Mouse inactive Rhomboid protease (green) localizes to the endoplasmic reticulum (red); DNA is shown in blue. Image courtesy of K. Strisovsky and M. Zettl, Medical Research Council Laboratory of Molecular Biology, Cambridge, UK.

Intramembrane proteases catalyse irreversible cleavage of proteins, so it is crucial to limit their action. It is unclear how this is achieved, but there is some evidence that physically separating the substrates from these proteases is important. Zettl et al. have found that, in the case of Rhomboid proteases, they may be kept in check by closely related but enzymatically inactive Rhomboids (iRhoms), which can divert substrates into the endoplasmic reticulum-associated degradation (ERAD) pathway.

The iRhoms have previously been characterized by phylogenetic analysis as a subfamily of Rhomboid-like proteins that are conserved across metazoans. They lack two key catalytic residues but instead have an invariant Pro residue nearby. Consistent with this, Zettl et al. showed that iRhoms from Drosophila melanogaster, mice and humans do not have proteolytic activity in vitro and that introducing the iRhom-specific Pro into active Rhomboids was sufficient to abolish proteolysis.

iRhoms can effectively sequester a substrate away from its intramembrane protease.

To elucidate the biological role of iRhoms, the authors focused on the D. melanogaster iRhom, which is expressed in the central nervous system during embryogenesis and in adults. Flies that lack iRhom develop normally overall but show unusual patterns of sleep — a phenotype previously observed when the epidermal growth factor receptor (EGFR) pathway is overactive. Given that Rhomboids are known to target EGFR ligands in D. melanogaster, the authors speculated that iRhom may also affect this process. Indeed, they showed that in the developing wing and eye, iRhom shows synergistic genetic interactions that indicate that iRhom inhibits EGFR signalling.
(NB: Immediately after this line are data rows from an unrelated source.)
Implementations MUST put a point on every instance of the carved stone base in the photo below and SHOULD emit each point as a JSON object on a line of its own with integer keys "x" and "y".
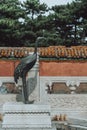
{"x": 26, "y": 116}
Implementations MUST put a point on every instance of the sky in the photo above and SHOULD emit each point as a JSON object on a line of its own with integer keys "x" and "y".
{"x": 54, "y": 2}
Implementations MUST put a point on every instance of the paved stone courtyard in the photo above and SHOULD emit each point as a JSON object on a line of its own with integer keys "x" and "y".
{"x": 74, "y": 105}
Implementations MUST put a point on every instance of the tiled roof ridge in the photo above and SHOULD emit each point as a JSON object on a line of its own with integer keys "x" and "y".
{"x": 51, "y": 51}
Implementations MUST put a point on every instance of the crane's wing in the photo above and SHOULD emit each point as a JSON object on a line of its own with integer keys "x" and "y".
{"x": 25, "y": 64}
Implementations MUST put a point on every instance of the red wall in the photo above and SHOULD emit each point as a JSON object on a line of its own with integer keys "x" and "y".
{"x": 7, "y": 67}
{"x": 48, "y": 68}
{"x": 63, "y": 68}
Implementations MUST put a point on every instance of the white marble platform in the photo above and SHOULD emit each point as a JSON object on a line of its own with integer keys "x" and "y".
{"x": 26, "y": 116}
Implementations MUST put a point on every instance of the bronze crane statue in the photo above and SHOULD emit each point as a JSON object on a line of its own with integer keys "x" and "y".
{"x": 22, "y": 69}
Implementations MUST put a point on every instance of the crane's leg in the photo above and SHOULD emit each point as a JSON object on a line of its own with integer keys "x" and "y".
{"x": 24, "y": 91}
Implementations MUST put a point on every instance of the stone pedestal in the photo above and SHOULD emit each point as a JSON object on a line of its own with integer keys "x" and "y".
{"x": 26, "y": 117}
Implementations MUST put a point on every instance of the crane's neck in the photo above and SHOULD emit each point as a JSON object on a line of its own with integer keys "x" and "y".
{"x": 35, "y": 50}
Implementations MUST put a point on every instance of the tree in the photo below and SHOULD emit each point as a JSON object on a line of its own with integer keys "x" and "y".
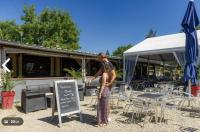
{"x": 50, "y": 28}
{"x": 9, "y": 31}
{"x": 120, "y": 50}
{"x": 107, "y": 53}
{"x": 151, "y": 34}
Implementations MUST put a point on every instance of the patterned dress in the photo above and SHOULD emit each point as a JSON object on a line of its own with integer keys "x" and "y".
{"x": 102, "y": 107}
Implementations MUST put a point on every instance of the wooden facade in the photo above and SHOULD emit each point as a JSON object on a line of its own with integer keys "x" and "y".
{"x": 37, "y": 62}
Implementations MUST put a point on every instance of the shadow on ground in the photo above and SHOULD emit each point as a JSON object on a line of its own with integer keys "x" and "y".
{"x": 87, "y": 119}
{"x": 188, "y": 129}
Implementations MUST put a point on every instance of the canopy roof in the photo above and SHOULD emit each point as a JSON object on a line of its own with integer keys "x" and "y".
{"x": 160, "y": 45}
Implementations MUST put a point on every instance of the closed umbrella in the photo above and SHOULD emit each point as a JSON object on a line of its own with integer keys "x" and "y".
{"x": 189, "y": 23}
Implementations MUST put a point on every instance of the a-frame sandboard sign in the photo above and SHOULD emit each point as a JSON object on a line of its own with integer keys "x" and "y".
{"x": 67, "y": 99}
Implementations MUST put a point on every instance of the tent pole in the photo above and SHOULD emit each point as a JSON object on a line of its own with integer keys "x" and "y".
{"x": 148, "y": 69}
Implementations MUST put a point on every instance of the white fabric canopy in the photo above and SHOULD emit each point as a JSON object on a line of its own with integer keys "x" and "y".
{"x": 162, "y": 48}
{"x": 160, "y": 45}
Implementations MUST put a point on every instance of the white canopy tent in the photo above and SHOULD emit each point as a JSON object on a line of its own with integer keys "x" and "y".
{"x": 162, "y": 48}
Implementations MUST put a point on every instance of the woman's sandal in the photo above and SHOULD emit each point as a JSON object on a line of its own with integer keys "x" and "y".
{"x": 100, "y": 125}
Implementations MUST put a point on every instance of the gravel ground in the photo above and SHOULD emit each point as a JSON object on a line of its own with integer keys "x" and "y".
{"x": 40, "y": 121}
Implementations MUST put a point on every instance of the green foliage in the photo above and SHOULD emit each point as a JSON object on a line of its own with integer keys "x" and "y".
{"x": 121, "y": 49}
{"x": 107, "y": 53}
{"x": 119, "y": 74}
{"x": 151, "y": 34}
{"x": 51, "y": 28}
{"x": 8, "y": 85}
{"x": 9, "y": 31}
{"x": 73, "y": 73}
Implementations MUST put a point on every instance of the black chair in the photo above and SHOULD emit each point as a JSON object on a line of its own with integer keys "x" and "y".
{"x": 33, "y": 97}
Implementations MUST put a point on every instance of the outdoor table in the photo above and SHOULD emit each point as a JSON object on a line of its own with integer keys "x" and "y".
{"x": 154, "y": 98}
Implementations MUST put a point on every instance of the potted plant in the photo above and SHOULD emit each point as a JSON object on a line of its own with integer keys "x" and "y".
{"x": 7, "y": 93}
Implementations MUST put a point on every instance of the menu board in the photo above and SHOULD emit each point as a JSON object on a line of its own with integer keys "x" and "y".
{"x": 67, "y": 98}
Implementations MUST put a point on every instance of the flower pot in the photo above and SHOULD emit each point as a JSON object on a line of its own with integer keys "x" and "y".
{"x": 7, "y": 99}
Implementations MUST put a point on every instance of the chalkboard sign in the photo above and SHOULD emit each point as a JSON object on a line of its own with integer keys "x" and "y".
{"x": 67, "y": 98}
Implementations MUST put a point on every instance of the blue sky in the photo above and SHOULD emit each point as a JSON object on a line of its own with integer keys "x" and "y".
{"x": 107, "y": 24}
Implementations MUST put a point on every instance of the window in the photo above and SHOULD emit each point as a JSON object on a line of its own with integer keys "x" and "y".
{"x": 36, "y": 66}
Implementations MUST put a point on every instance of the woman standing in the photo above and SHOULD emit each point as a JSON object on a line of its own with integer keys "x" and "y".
{"x": 103, "y": 98}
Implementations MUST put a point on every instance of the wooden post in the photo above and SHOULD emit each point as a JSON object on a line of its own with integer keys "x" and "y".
{"x": 83, "y": 70}
{"x": 52, "y": 67}
{"x": 20, "y": 65}
{"x": 57, "y": 66}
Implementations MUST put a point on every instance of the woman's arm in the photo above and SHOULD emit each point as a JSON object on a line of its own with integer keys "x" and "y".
{"x": 103, "y": 84}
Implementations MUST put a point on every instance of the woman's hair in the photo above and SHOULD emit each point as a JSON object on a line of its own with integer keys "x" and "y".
{"x": 106, "y": 67}
{"x": 102, "y": 55}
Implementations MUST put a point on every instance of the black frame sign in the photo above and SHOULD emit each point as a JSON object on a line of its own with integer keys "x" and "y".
{"x": 67, "y": 98}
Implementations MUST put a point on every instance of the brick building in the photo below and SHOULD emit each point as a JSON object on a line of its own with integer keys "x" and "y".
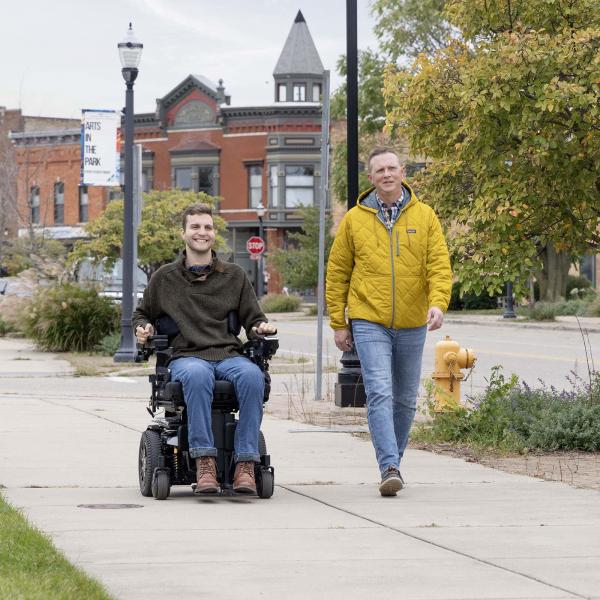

So how does iRhom act at the cellular level? In COS7 cells, tagged D. melanogaster and mammalian iRhoms localized to the ER and could prevent the cleavage of EGFR ligands by Rhomboid proteases. Importantly, the presence of iRhoms correlated with reduced levels of D. melanogaster or mammalian ligands, which was proteasome dependent. Proteins in the ER can be targeted for proteasomal degradation by ERAD. The authors saw that tagged EGF and iRhom proteins co-immunoprecipitate, indicating that iRhom might target EGF towards the ERAD pathway. Analysis of EGF turnover in a pulse–chase experiment also supported this idea and, in vivo, components of the ERAD pathway showed genetic interactions with EGFR signalling in the developing eye. In cell lines lacking endogenous Rhomboid activity, the expression of an iRhom still downregulated EGFR ligands, again suggesting that iRhoms act directly on these substrates rather than indirectly through a Rhomboid protease.

Thus, iRhoms provide a unique means of regulating the very proteins that they evolved from, the active Rhomboid proteases: by binding to Rhomboid substrates at the ER and targeting them for degradation, iRhoms can effectively sequester a substrate away from its intramembrane protease. This also illuminates a new way to limit EGFR signalling in D. melanogaster, by crosstalk with ER quality control. It will be exciting to see how broad the repertoire of iRhoms is and how their target specificity is determined. Such pseudoenzymes are prevalent, and this may be a first glimpse of the many physiological roles that they have.